March 8 is recognized as International Women’s Day, and the theme for 2021 is “Women in leadership: Achieving an equal future in a COVID-19 world."
Taking our cue on that theme, we are profiling women in leadership at the College of Medicine, selecting from a variety of positions including learners, staff, faculty, and senior administration.
What is your current position and/or leadership role/title?
I am a PhD student in the Dept of Health Sciences. For the last two years, I have served as President of the College of Medicine Graduate Student Society and held appointments as a graduate student representative on CoM Faculty Council and CoM Graduate Chair Committee.
Describe one barrier you experienced, and something that helped you overcome that (or another) barrier, in your journey to leadership?

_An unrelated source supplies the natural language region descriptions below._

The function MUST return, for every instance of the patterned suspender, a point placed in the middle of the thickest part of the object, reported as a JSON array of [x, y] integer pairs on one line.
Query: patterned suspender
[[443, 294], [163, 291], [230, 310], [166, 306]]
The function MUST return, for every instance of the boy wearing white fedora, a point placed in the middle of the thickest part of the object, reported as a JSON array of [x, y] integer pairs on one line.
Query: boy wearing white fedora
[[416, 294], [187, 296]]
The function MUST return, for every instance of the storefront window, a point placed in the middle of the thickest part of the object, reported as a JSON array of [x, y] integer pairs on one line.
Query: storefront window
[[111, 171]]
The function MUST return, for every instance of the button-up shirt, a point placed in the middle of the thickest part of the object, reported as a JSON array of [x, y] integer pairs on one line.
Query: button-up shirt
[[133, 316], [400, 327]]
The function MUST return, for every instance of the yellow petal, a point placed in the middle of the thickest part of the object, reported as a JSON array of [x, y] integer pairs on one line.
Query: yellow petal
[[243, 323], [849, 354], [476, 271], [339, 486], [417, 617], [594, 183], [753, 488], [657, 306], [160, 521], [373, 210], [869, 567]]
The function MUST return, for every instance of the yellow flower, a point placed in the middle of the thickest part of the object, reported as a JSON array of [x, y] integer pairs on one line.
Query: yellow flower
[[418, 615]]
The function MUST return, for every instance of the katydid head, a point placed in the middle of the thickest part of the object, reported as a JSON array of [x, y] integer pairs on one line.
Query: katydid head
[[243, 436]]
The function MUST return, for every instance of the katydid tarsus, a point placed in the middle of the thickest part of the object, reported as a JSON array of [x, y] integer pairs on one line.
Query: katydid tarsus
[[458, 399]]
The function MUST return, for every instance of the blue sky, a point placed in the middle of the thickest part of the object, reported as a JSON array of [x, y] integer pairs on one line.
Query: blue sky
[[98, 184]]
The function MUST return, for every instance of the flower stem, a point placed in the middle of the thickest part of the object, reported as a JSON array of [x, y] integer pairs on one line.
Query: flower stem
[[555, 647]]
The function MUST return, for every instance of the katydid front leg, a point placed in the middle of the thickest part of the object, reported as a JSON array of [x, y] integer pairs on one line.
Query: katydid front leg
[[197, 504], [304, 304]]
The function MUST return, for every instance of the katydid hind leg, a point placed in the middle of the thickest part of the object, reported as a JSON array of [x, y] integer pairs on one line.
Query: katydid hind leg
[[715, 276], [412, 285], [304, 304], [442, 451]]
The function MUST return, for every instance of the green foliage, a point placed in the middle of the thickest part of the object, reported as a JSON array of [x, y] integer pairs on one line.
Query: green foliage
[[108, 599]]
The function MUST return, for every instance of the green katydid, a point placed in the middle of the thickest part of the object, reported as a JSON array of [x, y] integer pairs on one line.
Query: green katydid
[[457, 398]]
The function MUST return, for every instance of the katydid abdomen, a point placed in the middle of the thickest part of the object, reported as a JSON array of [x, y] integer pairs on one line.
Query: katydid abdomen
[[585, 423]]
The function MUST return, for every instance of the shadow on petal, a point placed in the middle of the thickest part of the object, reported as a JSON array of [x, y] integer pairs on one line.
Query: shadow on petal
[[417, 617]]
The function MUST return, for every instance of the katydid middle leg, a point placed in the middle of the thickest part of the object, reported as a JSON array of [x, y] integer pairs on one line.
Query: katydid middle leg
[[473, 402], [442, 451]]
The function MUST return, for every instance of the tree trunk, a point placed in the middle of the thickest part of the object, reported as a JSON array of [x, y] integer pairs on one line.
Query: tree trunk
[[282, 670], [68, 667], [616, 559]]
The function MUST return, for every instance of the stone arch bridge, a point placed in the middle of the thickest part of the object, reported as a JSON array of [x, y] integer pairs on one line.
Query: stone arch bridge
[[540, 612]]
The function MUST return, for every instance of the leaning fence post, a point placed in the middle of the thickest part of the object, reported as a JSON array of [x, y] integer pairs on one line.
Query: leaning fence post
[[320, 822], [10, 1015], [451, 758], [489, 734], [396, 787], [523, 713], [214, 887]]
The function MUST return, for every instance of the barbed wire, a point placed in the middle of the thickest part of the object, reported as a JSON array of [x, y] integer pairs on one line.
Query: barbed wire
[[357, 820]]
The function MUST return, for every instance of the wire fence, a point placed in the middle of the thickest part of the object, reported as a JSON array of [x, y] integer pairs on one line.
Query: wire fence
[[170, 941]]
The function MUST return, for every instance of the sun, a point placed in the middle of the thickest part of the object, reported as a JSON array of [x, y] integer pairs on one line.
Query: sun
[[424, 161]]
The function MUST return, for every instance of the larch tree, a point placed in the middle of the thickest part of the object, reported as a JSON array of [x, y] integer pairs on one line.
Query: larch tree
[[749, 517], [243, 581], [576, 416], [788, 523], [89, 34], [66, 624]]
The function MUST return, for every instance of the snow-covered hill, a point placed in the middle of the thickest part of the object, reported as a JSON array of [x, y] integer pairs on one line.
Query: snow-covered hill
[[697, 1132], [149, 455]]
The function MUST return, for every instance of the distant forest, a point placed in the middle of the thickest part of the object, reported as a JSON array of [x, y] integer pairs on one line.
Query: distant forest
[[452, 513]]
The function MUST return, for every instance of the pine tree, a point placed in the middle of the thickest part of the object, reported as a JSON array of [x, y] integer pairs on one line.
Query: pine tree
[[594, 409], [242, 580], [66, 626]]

The largest barrier I have experienced in my role is effective communication – to have our voices as graduate students to be heard. We are slowly starting to overcome these barriers with the inclusion of graduate student representatives throughout the College and with the help of supportive allies.
How do you think COVID-19 has affected women's progress in your field or the workplace in general?
Honestly, there have been countless studies that have shown how the COVID-19 pandemic has exacerbated existing gender disparities that exist for female academics who are reporting lower productivity – in particular those who are bearing the weight of at-home childcare and those in single parent households.
What advice would you have for people (of any gender) in leadership who wish to be allies in advancing women in the workplace?
My advice would be to provide a nurturing culture in the workplace – provide a space to listen, encourage advocacy, boost empowerment, and support women.